Microsoft Exchange Online

The same as GMX and Ionos, Exchange Online allowed smuggling via a <LF>.<CR><LF> end-of-data sequence as well, which makes it possible to smuggle from every domain pointing their SPF record to Exchange Online. This amounts to millions of domains all across the globe, including some very high-value targets owned by Microsoft like microsoft.com, msn.com, github.com, outlook.com, office365.com, openai.com and many more, and also domains of their customers (such as tesla.com, mastercard.com, nike.com, and so on). 

However, as previously mentioned, smuggling from Exchange Online is even more restricted than from GMX/Ionos, since the receiving inbound SMTP server must support BDAT. This is the case for Fastmail and — still — hundreds of thousands of Postfix and Sendmail servers. 

SoftwareWithout BDAT/CHUNKINGTotalPercentageShodan query
Postfix716,8841,475,616~50%postfix port:25 -CHUNKING
Sendmail168,823169,030~99%sendmail port:25 -CHUNKING
Table 1 — Postfix and Sendmail can be smuggled to.
Relevant configuration settings of Cisco Secure Email
Figure 32 — Relevant configuration settings of Cisco Secure Email.

These numbers from Shodan might not paint the whole picture though, as many servers may be running Postfix, but are hiding their identification banner. Also, other smaller SMTP servers are affected as well, again including Cisco Secure Email (Cloud) Gateway. 

We did not analyse all SMTP software out there, hence it might be possible that other vulnerable servers exist as well.

Cisco Secure Email (Cloud) Gateway 

The Cisco Secure Email Gateway and its cloud counterpart, the Cisco Secure Email Cloud Gateway, are both ‘vulnerable’ to inbound SMTP smuggling. The quotes are necessary in this case, since, according to lengthy discussions with Cisco, this is not a bug, but a feature (see the responsible disclosure section)! 

By default, Cisco Secure Email (Cloud) Gateway accepts <CR>.<CR> as the end-of-data sequence, which does not get filtered by the following SMTP servers when sending outbound: 

  • Outlook/Exchange Online
  • Icloud
  • On-premise exchange server
  • Postfix
  • Sendmail
  • Startmail
  • Fastmail
  • Zohomail

This would allow inbound SMTP smuggling to around 40k domains using Cisco’s Secure Email Cloud Gateway, if they’re using the default configuration (like we did). These domains can be determined by checking a passive DNS database like SecurityTrails for iphmx.com subdomains. Identifying on-premise Cisco Secure Email Gateways on the other hand is a difficult task, since several Internet-wide scanners (for example, Shodan) seem to get blocked when conducting service scans. However, to get a better feeling for the usage of this product, we scanned the former Alexa Top 1,000 and discovered at least the following 32 domains. 

Note that this doesn’t take into account servers that don’t have an MX record let alone an SMTP server.

Further vulnerabilities

During the research, we’ve also discovered some exotic inbound SMTP servers that interpret end-of-data sequences like <CR><LF>\x00.<CR><LF>, with \x00 representing a null byte. With proprietary SMTP components and lots of different email services intertwined it’s hard to tell what is possible until an email reaches its final destination. 

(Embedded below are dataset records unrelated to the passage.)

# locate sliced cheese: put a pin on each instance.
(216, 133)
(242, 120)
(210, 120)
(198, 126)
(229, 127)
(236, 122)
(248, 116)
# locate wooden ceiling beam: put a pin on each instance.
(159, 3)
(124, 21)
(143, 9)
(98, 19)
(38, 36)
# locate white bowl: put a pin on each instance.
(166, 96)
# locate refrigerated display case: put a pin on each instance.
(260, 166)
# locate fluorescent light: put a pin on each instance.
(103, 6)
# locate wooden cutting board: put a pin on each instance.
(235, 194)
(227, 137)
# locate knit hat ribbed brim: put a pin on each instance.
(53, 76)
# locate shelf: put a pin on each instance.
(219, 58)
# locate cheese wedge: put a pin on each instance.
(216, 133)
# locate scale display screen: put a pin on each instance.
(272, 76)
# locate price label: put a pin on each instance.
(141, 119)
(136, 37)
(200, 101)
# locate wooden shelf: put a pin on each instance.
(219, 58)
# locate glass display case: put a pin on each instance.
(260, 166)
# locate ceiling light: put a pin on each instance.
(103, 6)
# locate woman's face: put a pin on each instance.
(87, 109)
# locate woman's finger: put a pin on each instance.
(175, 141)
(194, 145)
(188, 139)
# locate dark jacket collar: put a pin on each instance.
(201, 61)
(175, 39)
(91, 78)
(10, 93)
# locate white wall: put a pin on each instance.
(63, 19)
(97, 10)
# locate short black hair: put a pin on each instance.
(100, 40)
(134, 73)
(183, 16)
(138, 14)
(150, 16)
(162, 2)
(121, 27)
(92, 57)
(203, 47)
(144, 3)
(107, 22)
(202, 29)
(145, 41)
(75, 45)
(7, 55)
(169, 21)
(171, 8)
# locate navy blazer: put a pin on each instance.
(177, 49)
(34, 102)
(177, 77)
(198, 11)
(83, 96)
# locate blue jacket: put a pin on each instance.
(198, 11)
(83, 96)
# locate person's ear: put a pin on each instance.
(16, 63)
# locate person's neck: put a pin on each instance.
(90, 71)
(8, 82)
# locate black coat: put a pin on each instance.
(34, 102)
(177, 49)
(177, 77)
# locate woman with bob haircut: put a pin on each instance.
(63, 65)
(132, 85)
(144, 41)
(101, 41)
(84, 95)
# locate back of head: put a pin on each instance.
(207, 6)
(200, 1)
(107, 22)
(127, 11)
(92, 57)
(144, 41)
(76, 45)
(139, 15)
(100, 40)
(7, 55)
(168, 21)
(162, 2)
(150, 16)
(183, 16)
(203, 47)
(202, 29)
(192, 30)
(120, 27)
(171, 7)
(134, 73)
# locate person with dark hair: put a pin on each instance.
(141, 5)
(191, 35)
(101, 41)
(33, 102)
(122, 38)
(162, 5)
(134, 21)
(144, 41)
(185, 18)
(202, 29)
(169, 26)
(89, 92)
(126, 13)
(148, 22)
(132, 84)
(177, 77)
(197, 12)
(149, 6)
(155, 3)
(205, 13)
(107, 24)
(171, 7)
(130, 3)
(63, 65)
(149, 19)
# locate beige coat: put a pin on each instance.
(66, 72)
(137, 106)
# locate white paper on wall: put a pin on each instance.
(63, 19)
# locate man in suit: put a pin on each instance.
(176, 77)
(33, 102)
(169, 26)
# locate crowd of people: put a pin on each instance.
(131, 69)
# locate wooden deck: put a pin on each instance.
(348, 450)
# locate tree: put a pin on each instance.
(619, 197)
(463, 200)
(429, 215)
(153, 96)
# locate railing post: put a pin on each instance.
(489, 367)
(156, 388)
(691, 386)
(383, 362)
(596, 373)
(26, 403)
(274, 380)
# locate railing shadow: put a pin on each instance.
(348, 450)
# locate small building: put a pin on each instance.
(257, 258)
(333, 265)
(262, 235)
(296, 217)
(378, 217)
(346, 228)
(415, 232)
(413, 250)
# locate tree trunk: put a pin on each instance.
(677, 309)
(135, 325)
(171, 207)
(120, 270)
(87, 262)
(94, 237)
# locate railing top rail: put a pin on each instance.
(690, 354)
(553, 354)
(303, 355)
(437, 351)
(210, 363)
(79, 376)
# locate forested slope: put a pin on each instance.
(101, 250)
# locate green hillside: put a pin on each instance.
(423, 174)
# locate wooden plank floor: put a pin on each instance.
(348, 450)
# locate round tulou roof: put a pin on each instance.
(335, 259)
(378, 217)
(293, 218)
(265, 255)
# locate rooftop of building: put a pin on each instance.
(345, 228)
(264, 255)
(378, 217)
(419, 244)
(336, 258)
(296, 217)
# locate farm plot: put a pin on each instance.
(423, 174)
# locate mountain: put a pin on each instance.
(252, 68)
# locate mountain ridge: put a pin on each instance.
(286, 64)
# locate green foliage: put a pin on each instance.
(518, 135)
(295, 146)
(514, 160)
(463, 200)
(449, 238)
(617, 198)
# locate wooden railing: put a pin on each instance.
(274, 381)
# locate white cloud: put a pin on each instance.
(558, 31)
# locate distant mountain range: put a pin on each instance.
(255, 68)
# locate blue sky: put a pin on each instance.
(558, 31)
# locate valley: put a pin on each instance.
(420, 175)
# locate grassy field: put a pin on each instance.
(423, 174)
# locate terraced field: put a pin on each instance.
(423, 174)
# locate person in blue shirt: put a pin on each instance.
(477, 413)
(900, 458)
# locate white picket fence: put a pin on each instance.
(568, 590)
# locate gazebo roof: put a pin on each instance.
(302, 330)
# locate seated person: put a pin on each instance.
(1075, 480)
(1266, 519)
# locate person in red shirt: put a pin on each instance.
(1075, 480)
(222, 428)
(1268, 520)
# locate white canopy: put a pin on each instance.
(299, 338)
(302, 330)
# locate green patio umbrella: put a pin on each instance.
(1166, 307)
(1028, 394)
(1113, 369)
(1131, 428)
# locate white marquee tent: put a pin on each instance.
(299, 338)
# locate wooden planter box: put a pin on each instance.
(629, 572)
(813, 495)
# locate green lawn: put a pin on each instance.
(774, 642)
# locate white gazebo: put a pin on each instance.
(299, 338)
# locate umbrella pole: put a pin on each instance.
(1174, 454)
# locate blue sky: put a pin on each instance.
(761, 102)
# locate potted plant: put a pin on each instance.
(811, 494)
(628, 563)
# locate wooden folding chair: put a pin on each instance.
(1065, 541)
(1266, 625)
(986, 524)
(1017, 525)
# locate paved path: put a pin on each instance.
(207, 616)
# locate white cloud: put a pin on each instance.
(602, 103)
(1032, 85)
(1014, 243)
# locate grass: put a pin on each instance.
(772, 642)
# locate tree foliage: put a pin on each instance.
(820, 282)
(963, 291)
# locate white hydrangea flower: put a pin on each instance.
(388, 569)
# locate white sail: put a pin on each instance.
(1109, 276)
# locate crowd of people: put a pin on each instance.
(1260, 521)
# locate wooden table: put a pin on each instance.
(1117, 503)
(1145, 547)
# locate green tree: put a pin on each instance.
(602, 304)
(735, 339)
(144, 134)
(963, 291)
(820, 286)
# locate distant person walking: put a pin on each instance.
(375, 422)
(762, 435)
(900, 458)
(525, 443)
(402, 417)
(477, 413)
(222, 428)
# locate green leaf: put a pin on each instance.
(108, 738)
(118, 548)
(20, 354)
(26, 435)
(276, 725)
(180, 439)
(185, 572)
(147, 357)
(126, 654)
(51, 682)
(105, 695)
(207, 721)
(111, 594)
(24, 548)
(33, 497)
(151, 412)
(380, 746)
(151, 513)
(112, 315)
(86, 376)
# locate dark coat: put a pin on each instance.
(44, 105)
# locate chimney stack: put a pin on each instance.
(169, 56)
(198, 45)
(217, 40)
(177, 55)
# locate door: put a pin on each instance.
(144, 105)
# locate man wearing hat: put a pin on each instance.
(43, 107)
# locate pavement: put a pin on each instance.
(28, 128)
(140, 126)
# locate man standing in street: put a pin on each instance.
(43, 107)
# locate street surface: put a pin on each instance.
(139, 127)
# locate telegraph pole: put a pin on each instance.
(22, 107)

Even though SMTP smuggling might still be hiding in some places, we hopefully eliminated some big targets. 

Responsible disclosure 

How do we report a vulnerability that is based on protocol interpretation? Who is right, and who is wrong? Let’s take a look at some RFCs! 

In general, RFC 5321 from 2008 states the following:

The custom of accepting lines ending only in <LF>, as a concession to non-conforming behavior on the part of some UNIX systems, has proven to cause more interoperability problems than it solves, and SMTP server systems MUST NOT do this, even in the name of improved robustness. In particular, the sequence “<LF>.<LF>” (bare line feeds, without carriage returns) MUST NOT be treated as equivalent to <CRLF>.<CRLF> as the end of mail data indication.

RFC 5321

So, it’s the inbound SMTP server’s fault! But wait, RFC 5322, also from 2008, says the following about the body of a message:

CR and LF MUST only occur together as CRLF; they MUST NOT appear independently in the body.

RFC 5322

This essentially means that both sides (outbound and inbound) are at fault! Also, this shows us that inconsistent interpretation of the end-of-data sequence is not a novel issue. Now, what do the affected parties think about this? We have thus initiated our responsible disclosure process around the end of July 2023 (see Timeline further below). 

GMX

The responsible disclosure process with GMX was pure bliss. After immediately receiving a response, the issue was fixed in roughly ten days. Aside from paying a bounty, they even added Timo to their Bug Bounty Hall of Fame. All-in-all, a great experience! Huge props to GMX for such a professional and quick reaction. 

Microsoft

The outbound SMTP smuggling vulnerability was submitted via the Microsoft Security Response Center (MSRC). Roughly a month later, Microsoft replied:

Thank you again for submitting this issue to Microsoft. Currently, MSRC prioritizes vulnerabilities that are assessed as “Important” or “Critical’’ severities for immediate servicing. After careful investigation, this case has been assessed as moderate severity and does not meet MSRC’s bar for immediate servicing since the attack only works if the mail server of the recipient treats a non-standard EOD sequence as EOD . However, we have shared the report with the team responsible for maintaining the product or service. They will take appropriate action as needed to help keep customers protected.

Via direct communication

Fair enough, they got bigger fish to fry! After retesting the issue every now and then, they seem to have fixed it roughly in the middle of October 2023.

Cisco

As previously mentioned, the ‘vulnerability’ in Cisco Secure Email (Cloud) Gateway is not a bug, but a feature. And, unlike in most cases, this is actually somewhat true. 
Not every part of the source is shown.